Questions 16 through 19 ask if the trip was made alone or with others and, if it was not alone, collect information on the composition of the group. Mode choice is often impacted by group size and composition. Group size and composition also impact travel costs.

Questions 24 through 24B ask if the respondent made a round trip and, if so, the overall duration of the trip (expressed as nights away from home). The duration of the trip can also have important implications with respect to scheduling and pricing. Respondents making day trips or single overnight trips tend to have less schedule flexibility. Trip duration can also impact costs.

Questions 25 through 30 are the 6 Stated Preference (SP) choice exercises that really represent the “core” of the survey and provide the primary basis for estimating the new mode choice model. These SP questions ask respondents to choose from among three modes of travel, each with specific characteristics. These modal characteristic vary across the questions, with values developed from an experimental design that minimizes correlations among variables which can be problematic when seeking to estimate sensitivities to variables independently. Supporting Statement B provides details on the experimental design.

Questions D-1 through D-12 collect demographic information from respondents who completed the entire survey and also from those who live in the study region but did not qualify based on their trip-making behavior. This information serves several purposes. It provides a demographic profile of the respondents which can be compared to other information to confirm the survey sample is representative of the NEC. Some of these specific question responses, like income, are used to account for differences in value of time and are included as modifiers of the trip cost to specifically account for the differential sensitivity of travelers’ income levels to travel costs in the estimated model. This information also provides a demographic profile of those without qualifying trips, which will be compared to demographic profile of respondents and the NEC.



3. Describe whether, and to what extent, the collection of information involves the use of automated, electronic, mechanical or other technological collection techniques or other information technology. Also describe any consideration of using information technology to reduce burden.


The data will be collected electronically through the use of Computer Assisted Telephone Interviewing (CATI). The CATI system allows a computer to perform a number of functions prone to error when done manually by interviewers, including:


  • Providing correct question sequence;

  • Automatically executing skip patterns based on prior answers to questions (which decreases overall interview time and consequently the burden on respondents);

  • Recalling answers to prior questions and displaying the information in the text of later questions;

  • Providing random rotation of specified questions or response categories (to avoid bias);

  • Ensuring that questions cannot be skipped; and

  • Rejecting invalid responses or data entries.


The CATI system lists questions and corresponding response categories automatically on the screen, eliminating the need for interviewers to track skip patterns and flip pages. Moreover, the interviewers enter responses directly from their keyboards, and the information is automatically recorded in the computer’s memory.


CATI systems typically include safeguards to reduce interviewer error in direct key entry of survey responses.
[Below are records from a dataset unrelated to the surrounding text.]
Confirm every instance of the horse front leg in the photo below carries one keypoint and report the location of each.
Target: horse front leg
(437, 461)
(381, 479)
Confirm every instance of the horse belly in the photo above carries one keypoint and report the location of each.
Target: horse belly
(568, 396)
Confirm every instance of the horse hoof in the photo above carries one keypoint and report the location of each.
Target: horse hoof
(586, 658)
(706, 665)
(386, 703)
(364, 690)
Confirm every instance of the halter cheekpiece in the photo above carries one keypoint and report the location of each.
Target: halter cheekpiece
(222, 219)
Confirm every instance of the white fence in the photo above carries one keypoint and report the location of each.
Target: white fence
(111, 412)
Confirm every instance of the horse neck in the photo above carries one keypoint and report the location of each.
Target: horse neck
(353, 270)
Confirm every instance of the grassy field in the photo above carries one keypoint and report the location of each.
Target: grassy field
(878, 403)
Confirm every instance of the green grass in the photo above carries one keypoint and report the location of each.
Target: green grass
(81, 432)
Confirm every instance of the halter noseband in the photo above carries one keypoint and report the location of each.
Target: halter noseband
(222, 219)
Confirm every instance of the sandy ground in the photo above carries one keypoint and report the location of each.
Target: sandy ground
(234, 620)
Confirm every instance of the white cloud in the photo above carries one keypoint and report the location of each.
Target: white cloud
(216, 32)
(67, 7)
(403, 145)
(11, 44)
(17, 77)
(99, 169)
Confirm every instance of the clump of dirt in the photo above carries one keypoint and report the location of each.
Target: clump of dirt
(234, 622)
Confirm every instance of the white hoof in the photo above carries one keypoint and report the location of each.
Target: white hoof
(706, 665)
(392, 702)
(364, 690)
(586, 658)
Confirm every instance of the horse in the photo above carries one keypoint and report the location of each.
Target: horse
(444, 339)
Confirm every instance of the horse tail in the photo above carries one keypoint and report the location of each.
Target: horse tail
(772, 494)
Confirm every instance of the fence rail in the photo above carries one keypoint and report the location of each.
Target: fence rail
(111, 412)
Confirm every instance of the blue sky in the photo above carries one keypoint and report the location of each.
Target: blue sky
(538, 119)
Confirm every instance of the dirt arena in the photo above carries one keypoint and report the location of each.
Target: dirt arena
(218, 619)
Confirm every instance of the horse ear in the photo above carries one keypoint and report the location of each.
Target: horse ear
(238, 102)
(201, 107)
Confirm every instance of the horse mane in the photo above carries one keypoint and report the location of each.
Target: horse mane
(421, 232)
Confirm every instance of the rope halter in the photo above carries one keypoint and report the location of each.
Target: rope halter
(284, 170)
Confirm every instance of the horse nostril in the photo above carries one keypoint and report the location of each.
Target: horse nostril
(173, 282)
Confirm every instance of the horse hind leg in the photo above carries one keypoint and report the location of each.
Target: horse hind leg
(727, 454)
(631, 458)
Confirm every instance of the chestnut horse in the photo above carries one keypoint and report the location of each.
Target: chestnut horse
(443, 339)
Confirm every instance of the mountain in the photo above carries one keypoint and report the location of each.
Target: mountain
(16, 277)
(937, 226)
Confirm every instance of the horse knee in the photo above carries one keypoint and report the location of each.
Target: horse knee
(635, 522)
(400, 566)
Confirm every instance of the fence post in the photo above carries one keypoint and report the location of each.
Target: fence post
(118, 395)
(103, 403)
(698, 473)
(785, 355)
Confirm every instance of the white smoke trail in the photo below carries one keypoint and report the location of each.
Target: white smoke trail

CATI also allows the computer to perform a number of critical assurance routines that are monitored by survey supervisors, including tracking average interview length, refusal rate, and termination rate by interviewer; and performing consistency checks for inappropriate combination of answers.


4. Describe efforts to identify duplication. Show specifically why any similar information, already available cannot be used or modified for use for the purposes described in Item 2 above.


Presently there is no information on consumer preference available regarding the feasibility of High Speed Rail in the Northeast Corridor. To FRA’s knowledge, data do not exist anywhere dealing with the specific new rail service options that are being explored as alternatives for the NEC FUTURE project and certainly no data which will offer the degree of specificity which will be obtained from a data collection effort of this size and scope. A sample of up to 12,500 respondents will allow the FRA to analyze the data by subgroups and regions which will not be possible using smaller sample sizes.


5. If the collection of information involves small businesses or other small entities, describe the methods used to minimize burden.


The collection of information involves randomly selected individuals, not small businesses.


6. Describe the consequence to Federal program or policy activities if the collection is not conducted or is conducted less frequently, as well as any technical or legal obstacles to reducing burden.


Without this information from travel surveys, the new NEC travel demand forecasting model cannot be developed as described above. The new model has been designed to address the needs of NEC FUTURE by providing a basis forecasting response to a broad range of intercity and regional modes of travel throughout the Northeast. The survey program has been designed specifically to support the development of a new NEC forecasting model. Without this new model, there will be inadequate travel demand forecasting capabilities to fully address the range of future intercity and commuter services to be evaluated as part of the NEC FUTURE Program. As described above, none of the existing models address the availability of both intercity and commuter services, which do compete with each other in some NEC markets. Instead, these transportation modes are currently addressed by separate models maintained by Amtrak and the regional agencies respectively.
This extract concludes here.